3. Value_of gets JUST the value of the tagged value

`tmp_1 = value_of(x)` 
=>
movq #x, #tmp_1  -- move the tagged value to the destination 
sarq $3, #tmp_1  -- shift the tagged value 3 bits to the right, erasing the tag

For the exit primitive, you can jump to `main_conclusion`(exits the project)


## Question 13

What impact will these changes have on the performance of our compiled code? What would happen if we skipped this new code?

Think about a simple definition : `x= a + b`

In our statically-typed language, this turns into a single addq instruction 

In the dynamically-typed version, it turns into : 
- Atleast two if statements
- Atleaset three shifts

Each of these extra operations adds overhead. What was 1 instruction might be more like 10-20 instructions. This has a huge impact on performance, sometimes > 10x.

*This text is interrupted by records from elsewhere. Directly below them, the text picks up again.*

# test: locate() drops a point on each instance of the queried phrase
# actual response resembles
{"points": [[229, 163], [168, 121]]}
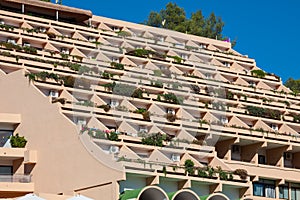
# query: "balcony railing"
{"points": [[16, 178]]}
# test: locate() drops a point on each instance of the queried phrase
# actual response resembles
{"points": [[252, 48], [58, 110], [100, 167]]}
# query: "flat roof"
{"points": [[49, 7]]}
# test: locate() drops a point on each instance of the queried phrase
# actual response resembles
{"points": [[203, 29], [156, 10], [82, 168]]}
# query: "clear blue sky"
{"points": [[266, 30]]}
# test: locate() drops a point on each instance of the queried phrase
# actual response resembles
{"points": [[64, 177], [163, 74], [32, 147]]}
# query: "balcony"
{"points": [[16, 183]]}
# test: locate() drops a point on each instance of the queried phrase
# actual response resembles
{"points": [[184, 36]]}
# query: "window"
{"points": [[6, 170], [264, 188], [261, 159], [295, 193], [283, 192], [4, 136]]}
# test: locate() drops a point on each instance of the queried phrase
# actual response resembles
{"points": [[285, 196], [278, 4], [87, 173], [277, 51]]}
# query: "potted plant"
{"points": [[17, 141]]}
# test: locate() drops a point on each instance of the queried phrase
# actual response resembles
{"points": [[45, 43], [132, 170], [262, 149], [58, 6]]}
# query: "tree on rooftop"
{"points": [[294, 85], [174, 17]]}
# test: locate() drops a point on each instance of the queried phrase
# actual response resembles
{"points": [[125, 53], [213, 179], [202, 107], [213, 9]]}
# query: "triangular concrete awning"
{"points": [[195, 58], [262, 85], [78, 36], [151, 66], [283, 88], [127, 153], [287, 130], [127, 128], [191, 44], [25, 25], [48, 46], [127, 61], [103, 26], [156, 110], [170, 39], [184, 135], [65, 94], [218, 162], [209, 117], [102, 57], [189, 157], [76, 52], [212, 47], [158, 156], [103, 41], [260, 124], [95, 123], [175, 70], [127, 46], [172, 53], [97, 100], [147, 35], [234, 121], [240, 81], [216, 62], [52, 30], [128, 105], [237, 67]]}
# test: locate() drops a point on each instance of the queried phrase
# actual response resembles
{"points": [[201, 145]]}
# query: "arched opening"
{"points": [[185, 194], [218, 196], [153, 192]]}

This is one reason dynamically-typed programming languages have a reputation for being slow(the other is that they're often implemented using interpreters)

This seems super bad!!! One implication is that you can view static typing as a performance optimization.

Options:
1. Skip checks. Outcome can be : operate on the byte-level representation of a value, while considering it to represent the wrong type. ( e.g  f+5 where f is a fucntion pointer) This is basically what C does.

2. Use a  Fancy compiler, like a Just-In-Time compiler (JIT). A JIT compiles code to native x86 Assembly *at runtime* . The reason is that at runtime, you know the values of all inputs to a piece of code- that means you also know the types. So you can produce code without run-time checks, even for a dynamically-typed language.